OREANDA-NEWS. June 28, 2012. Deputy Director of FBK Banking Audit Department Roman Kenigsberg appeared at the online conference of the portal Finam.ru "Financial sector: are the Russian banks threatened with the deficit of liquidity?", reported the press-centre of FBK.

Commenting on the problem of the liquidity deficit Roman Kenigsberg has noted that it could not be said that there wasn`t any money in the bank system but its volume is really decreasing. "The money sufficiency depends on many factors including the growth of consumer activity what is confirmed by high growth rate of consumer credits, decrease of saving ratio in the population incomes using structure to the level of the middle 2008", - the auditor noted. He has explained that in itself the waiting of the crisis new wave must moderate consumers` appetites lowering the pressuring both on the import trade (from here the influence on the trade balance and currency rate) and on outflow of funds from banking deposits and on demand for credits.

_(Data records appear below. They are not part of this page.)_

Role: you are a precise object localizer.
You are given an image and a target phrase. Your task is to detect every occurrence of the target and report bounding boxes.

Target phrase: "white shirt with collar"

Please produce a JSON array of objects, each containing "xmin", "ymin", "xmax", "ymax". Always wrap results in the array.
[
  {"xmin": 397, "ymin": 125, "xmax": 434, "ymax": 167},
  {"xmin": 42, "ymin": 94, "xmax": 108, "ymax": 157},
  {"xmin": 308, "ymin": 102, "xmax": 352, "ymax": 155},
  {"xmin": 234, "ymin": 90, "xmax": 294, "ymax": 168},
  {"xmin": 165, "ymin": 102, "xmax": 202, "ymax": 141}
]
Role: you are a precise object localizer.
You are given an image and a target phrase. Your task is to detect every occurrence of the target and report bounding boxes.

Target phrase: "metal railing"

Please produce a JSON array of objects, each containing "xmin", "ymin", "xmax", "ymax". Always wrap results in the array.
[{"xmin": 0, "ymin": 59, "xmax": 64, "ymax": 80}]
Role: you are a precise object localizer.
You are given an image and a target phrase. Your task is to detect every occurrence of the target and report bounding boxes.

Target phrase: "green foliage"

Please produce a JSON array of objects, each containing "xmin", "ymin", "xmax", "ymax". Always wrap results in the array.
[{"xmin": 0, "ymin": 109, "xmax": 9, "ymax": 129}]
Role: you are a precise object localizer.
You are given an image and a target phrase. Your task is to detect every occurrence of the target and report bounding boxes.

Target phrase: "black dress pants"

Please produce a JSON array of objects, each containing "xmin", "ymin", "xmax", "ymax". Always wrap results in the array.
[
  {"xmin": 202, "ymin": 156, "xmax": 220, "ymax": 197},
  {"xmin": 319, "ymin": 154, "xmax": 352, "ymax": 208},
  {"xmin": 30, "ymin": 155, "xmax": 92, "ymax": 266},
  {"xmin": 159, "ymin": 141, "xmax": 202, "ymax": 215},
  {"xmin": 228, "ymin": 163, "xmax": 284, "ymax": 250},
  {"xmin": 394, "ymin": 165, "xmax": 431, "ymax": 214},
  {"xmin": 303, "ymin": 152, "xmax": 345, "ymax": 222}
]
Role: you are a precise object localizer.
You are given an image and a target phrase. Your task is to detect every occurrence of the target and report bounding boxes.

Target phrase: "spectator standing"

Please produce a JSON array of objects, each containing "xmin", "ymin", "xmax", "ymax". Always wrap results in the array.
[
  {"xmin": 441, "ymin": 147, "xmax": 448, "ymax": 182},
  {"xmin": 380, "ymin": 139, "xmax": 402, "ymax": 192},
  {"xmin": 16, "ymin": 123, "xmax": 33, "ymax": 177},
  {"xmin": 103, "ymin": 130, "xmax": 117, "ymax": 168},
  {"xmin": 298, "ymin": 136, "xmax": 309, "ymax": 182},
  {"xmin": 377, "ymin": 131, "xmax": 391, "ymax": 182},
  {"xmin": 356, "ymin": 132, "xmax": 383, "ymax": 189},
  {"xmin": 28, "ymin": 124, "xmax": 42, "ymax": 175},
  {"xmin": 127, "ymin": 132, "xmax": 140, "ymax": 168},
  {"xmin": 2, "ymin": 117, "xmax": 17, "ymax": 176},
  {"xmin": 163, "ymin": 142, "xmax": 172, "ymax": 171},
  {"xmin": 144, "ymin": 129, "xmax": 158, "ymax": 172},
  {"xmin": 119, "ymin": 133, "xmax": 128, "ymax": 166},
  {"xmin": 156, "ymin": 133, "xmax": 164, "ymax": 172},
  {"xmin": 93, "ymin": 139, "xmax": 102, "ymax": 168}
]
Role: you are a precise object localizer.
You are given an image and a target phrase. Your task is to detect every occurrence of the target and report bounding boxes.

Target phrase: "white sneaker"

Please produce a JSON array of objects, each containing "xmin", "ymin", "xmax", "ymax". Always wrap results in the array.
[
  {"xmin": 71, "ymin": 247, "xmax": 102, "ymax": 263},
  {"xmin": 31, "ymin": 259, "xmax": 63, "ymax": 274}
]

According to Kenigsberg from Bank of Russia the professional community is waiting for a realization of earlier announced the currency rate management strategy – using the currency interventions only in the very top or bottom of trading range. "In expectation of a crisis new wave all emissive centers are trying  to lower the exchange rate having given a head start for the national economy in the competition at the global markets", - FBK representative explained.